This talk covers two emerging concerns related to this growing trend. One is the collection of large in-the-wild datasets and the effects of this extended uncontrolled collection in the results [4]. Another concern is how the diagnosis may be done without compromising patient privacy [18].
As a proof-of-concept, we will discuss these two aspects and show our results for two target diseases, Depression and Cold, a selection motivated by the availability of corresponding lab datasets distributed in paralinguistic challenges. The availability of these lab datasets allowed us to build a baseline system for each disease, using a simple neural network trained with common features that have not been optimized for either disease. Given the modular architecture adopted, each component of the system can be individually improved at a later stage, although the limited amount of data does not motivate us to exploit deeper networks.

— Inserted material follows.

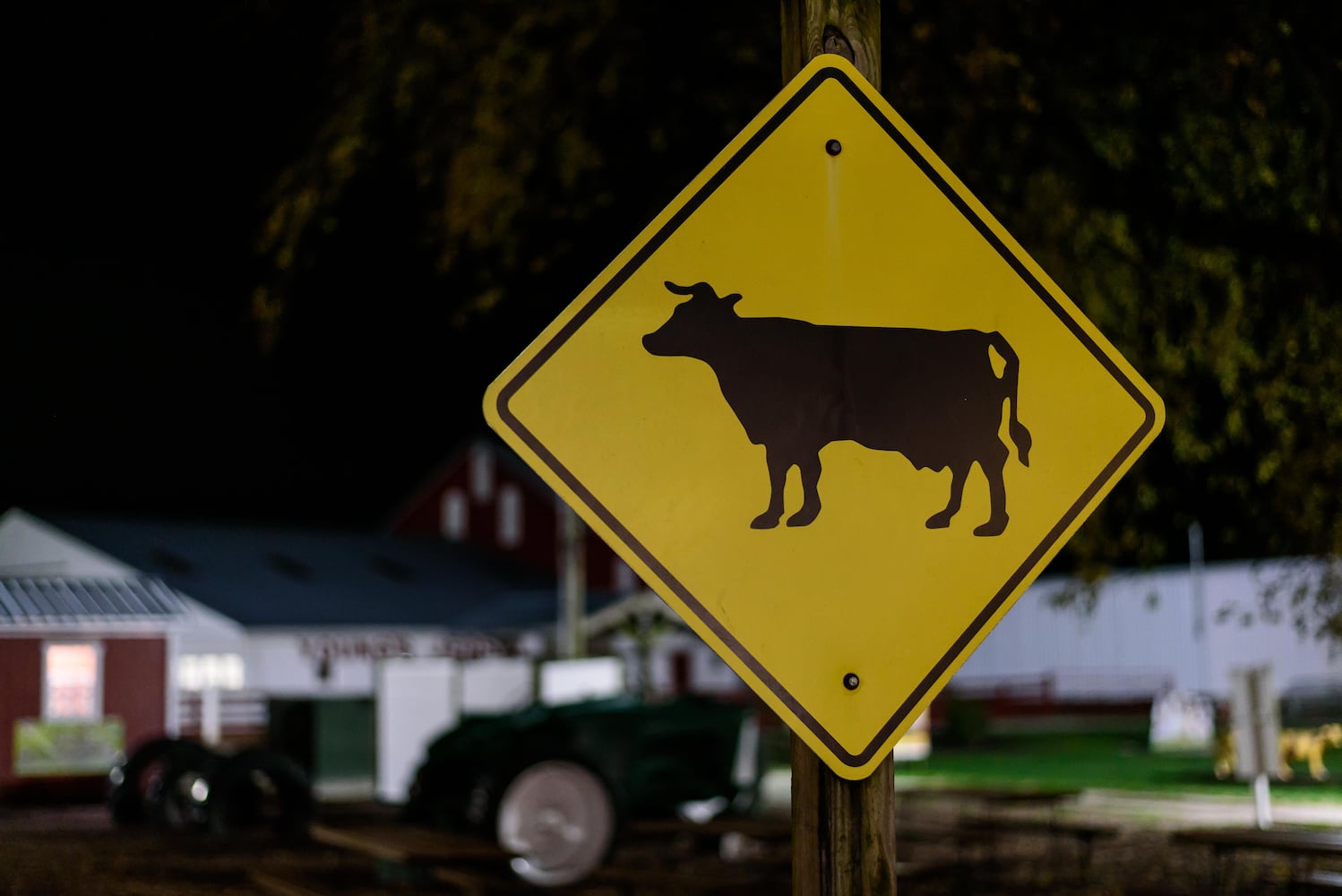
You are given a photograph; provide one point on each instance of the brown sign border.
(617, 280)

Our mining effort has been focused on video blogs (vlogs), that include a single speaker which, at some point, admits that he/she is currently affected by a given disease. Retrieving vlogs with the target disease involves not only a simple query (i.e. depression vlog), but also a post-filtering stage to exclude videos that do not correspond to our target of first person, present experiences (lectures, in particular, are relatively frequent). This filtering stage combines multimodal features automatically extracted from the video and its metadata, using mostly off-the-shelf tools.
We collected a large dataset for each target disease from YouTube, and manually labelled a small subset which we named the in-the-Wild Speech Medical (WSM) corpus. Although our mining efforts made use of relatively simple techniques using mostly existing toolkits, they proved effective. The best performing models achieved a precision of \(88\%\) and \(93\%\), and a recall of \(97\%\) and \(72\%\), for the datasets of Cold and Depression, respectively, in the task of filtering videos containing these speech affecting diseases.

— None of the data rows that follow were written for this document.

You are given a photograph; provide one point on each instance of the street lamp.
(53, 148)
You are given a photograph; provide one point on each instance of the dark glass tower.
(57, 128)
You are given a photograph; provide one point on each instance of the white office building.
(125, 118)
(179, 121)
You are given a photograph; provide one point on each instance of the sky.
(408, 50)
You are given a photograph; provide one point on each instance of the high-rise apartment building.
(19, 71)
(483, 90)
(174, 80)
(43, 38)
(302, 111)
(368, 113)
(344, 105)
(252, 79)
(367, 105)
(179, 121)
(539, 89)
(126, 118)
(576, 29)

We compared the performance of our baseline neural network classifiers trained with data collected in controlled conditions in tests with corresponding in-the-wild data. For the Cold datasets, the baseline neural network achieved an Unweighted Average Recall (UAR) of 66.9% for the controlled dataset, and 53.1% for the manually labelled subset of the WSM corpus. For the Depression datasets, the corresponding values were 60.6%, and 54.8%, respectively (at interview level, the UAR increased to 61.9% for the vlog corpus). The performance degradation that we had anticipated for using in-the-wild data may be due to a greater variability in recording conditions (p.e. microphone, noise) and in the effects of speech altering diseases in the subjects’ speech. Our current work with vlog datasets attempts to estimate the quality of the predicted labels of a very large set in an unsupervised way, using noisy models.

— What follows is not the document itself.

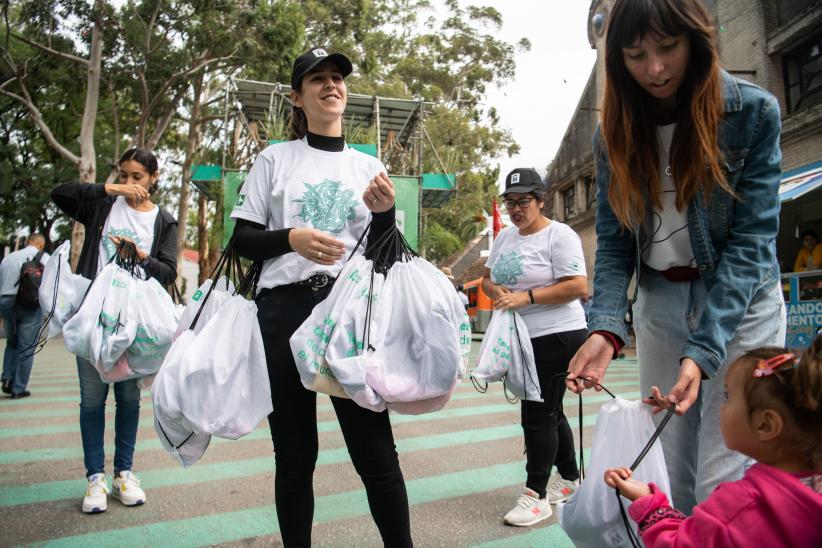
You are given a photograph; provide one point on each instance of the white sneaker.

The second aspect we addressed was patient privacy. Privacy is an emerging concern among users of voice-activated digital assistants, sparkled by the awareness of devices that must be always in the listening mode. Despite this growing concern, the potential misuse of health related speech based cues has not yet been fully realized. This is the motivation for adopting secure computation frameworks, in which cryptographic techniques are combined with state-of-the-art machine learning algorithms. Privacy in speech processing is an interdisciplinary topic, which was first applied to speaker verification, using Secure Multi-Party Computation, and Secure Modular Hashing techniques [1, 15], and later to speech emotion recognition, also using hashing techniques [6]. The most recent efforts on privacy preserving speech processing have followed the progress in secure machine learning, combining neural networks and Full Homomorphic Encryption (FHE) [3, 8, 9].
In this work, we applied an encrypted neural network, following the FHE paradigm, to the problem of secure detection of pathological speech. This was done by developing an encrypted version of a neural network, trained with unencrypted data, in order to produce encrypted predictions of health-related labels. As proof-of-concept, we used the same two above mentioned target diseases, and compared the performance of the simple neural network classifiers with their encrypted counterparts on datasets collected in controlled conditions. For the Cold dataset, the baseline neural network achieved a UAR of 66.9%, whereas the encrypted network achieved 66.7%. For the Depression dataset, the baseline value was 60.6%, whereas the encrypted network achieved 60.2% (67.9% at interview level). The slight difference in results showed the validity of our secure approach.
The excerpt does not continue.